Top 10 Philly politics stories of 2013

A dust cloud rises as people run from the scene of a building collapse on the edge of downtown Philadelphia on Wednesday, June 5, 2013. Six people were killed after the structure collapsed. (AP Photo/Jordan McLaughlin, File)

The obligatory year-in-review blog post. Please harshly criticize my judgment in the comments. 

1. The still-unresolved Philadelphia School District funding crisis dominates budget negotiations and promises to do so again next year.

2. A botched demolition at 22nd and Market streets causes a building collapse that kills six people, including the daughter of City Treasurer Nancy Winkler, and leads to the suicide of city inspector Ronald Wagenhoffer.

3. Municipal union demonstrators prevent Mayor Nutter from delivering his annual budget address to City Council.

4. Fresh out of federal prison, state Sen. Vince Fumo returns to Philadelphia to serve out the remainder of his term under house arrest … speculation on a return to politics inevitably ensue.

5. The state General Assembly essentially eliminates Philadelphia Traffic Court following a long line of corruption charges, some still pending.

6. A slew of Democrats, including U.S. Rep. Allyson Schwartz and state Treasurer Rob McCord, line up to challenge Gov. Corbett, considered the nation’s most vulnerable 2014 incumbent governor.

7. The field for the 2015 mayoral race begins to take shape, with state Sen. Tony Williams, Council President Darrell Clarke, City Controller Alan Butkovitz and Councilman Jim Kenney generating the most buzz. 
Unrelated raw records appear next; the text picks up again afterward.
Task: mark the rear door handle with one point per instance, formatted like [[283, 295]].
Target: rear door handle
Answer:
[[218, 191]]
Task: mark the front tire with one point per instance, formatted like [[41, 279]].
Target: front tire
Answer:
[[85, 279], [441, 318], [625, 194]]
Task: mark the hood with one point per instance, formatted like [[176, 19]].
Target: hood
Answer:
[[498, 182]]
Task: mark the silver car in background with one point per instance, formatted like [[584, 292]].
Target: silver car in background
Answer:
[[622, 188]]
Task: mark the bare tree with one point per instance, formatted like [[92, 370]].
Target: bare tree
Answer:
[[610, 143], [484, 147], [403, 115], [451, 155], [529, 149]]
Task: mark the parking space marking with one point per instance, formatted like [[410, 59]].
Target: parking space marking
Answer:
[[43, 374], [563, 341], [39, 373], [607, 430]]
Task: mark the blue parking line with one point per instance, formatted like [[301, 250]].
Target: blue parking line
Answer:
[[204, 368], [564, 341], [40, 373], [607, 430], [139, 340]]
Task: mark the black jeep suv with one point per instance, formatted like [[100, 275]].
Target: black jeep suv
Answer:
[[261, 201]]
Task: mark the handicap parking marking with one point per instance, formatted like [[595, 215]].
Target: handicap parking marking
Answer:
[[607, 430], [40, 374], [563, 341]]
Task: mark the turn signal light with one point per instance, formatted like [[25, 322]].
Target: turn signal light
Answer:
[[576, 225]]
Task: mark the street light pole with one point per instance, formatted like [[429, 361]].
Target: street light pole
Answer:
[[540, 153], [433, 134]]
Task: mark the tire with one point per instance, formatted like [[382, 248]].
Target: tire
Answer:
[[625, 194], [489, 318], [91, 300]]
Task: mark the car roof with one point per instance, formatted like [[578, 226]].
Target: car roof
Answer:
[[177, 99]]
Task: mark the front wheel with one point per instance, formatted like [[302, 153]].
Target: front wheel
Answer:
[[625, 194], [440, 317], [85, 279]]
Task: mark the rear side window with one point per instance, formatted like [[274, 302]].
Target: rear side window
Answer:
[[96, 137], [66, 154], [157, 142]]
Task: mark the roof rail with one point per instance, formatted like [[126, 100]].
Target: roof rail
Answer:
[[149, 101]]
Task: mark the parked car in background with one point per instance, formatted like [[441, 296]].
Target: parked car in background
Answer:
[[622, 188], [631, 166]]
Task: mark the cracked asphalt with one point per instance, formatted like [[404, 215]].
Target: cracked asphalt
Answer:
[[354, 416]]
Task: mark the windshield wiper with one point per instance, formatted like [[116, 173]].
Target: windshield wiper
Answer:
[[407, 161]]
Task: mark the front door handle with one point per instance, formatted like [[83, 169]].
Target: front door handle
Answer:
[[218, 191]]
8. Just before taking off for the holidays, City Council approves Maria Quinones-Sanchez's long-sought land bank bill, which is aimed at streamlining the arduous process of acquiring vacant property from the city. Philly will be the largest U.S. municipality with such an agency.

9. Implementation of the Actual Value Initiative property-tax reform effort sparks skepticism from some and applause from others.

10. Nutter’s approval rating is upside-down for the first time in his administration, according to Pew, and the school-funding crisis is likely to blame.

Stocking stuffer: Following a construction lull during and after the recession, a number of major development plans that could dramatically change the areas in and around downtown Philadelphia were announced, advanced or approved this year. They include: a major hotel at 15th and Chestnut (that is getting a $33 million city tax break); a 47-story residential tower on South Broad; CHOP’s proposed research center in the Devil’s Pocket/Graduate Hospital area; an addittion to the Cira Centre complex in University City; a four-tower residential project on the Delaware; and, of course, the six five bids to build Philly’s second casino. Now, we'll see how many renderings become realities.